Lo primero que hizo Alex fue limpiarme la cara y, a partir de ahí, tonificarla con Hydrating Mist (tónico rico en ácido hialurónico + lavanda). De seguido me realizó un “peeling” de enzimas y cítricos que suele oscilar entre los 5 y los 10 minutos (el mío fue de 7). Posteriormente un segundo “peeling” con ácido glicólico y una gasa, insistiendo en marcas y arrugas pero sin apenas tiempo de exposición.

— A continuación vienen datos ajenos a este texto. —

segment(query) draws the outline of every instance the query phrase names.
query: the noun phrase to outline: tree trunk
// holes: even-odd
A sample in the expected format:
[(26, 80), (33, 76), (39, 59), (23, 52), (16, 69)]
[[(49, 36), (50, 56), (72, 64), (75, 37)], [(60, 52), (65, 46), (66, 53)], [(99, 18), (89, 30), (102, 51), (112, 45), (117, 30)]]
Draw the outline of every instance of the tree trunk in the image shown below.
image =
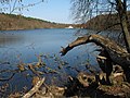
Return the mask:
[[(120, 65), (126, 71), (128, 82), (130, 82), (130, 53), (122, 47), (118, 46), (115, 41), (105, 38), (100, 35), (90, 35), (77, 38), (75, 41), (69, 44), (66, 48), (63, 48), (61, 53), (65, 56), (69, 50), (79, 45), (94, 42), (101, 46), (109, 56), (113, 63)], [(107, 66), (109, 68), (109, 66)]]
[(127, 0), (116, 0), (117, 11), (120, 19), (120, 25), (123, 33), (123, 39), (126, 44), (127, 51), (130, 53), (130, 33), (128, 30), (128, 20), (127, 20)]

Es entonces cuando Alexia utilizó la tecnología LPG Facial, que remodela el tejido y activa la circulación, creando colágeno y elastina, pasándome una máquina por el rostro y el cuello. Por último, una mascarilla de velo colágeno (15 minutos) que daba paso a la oxigenación del rostro, mediante otro aparato que provocó el que la piel se viera más jugosa con un “efecto seda”, luminosa y vital.
Claro que, cuando terminé y me miré en el espejo, ¡no me lo creía! Porque sin pinchazos (y no los critico pero, de momento, no los he usado), uno puede estar radiante sin necesidad de volver a los veinte ni a los treinta (una opción, por otro lado, poco atractiva para mí). La sabiduría y la experiencia son dos valores que, en la actualidad, no muchos saben apreciar pero… ¿nos vamos a preocupar por medios días habiendo días enteros?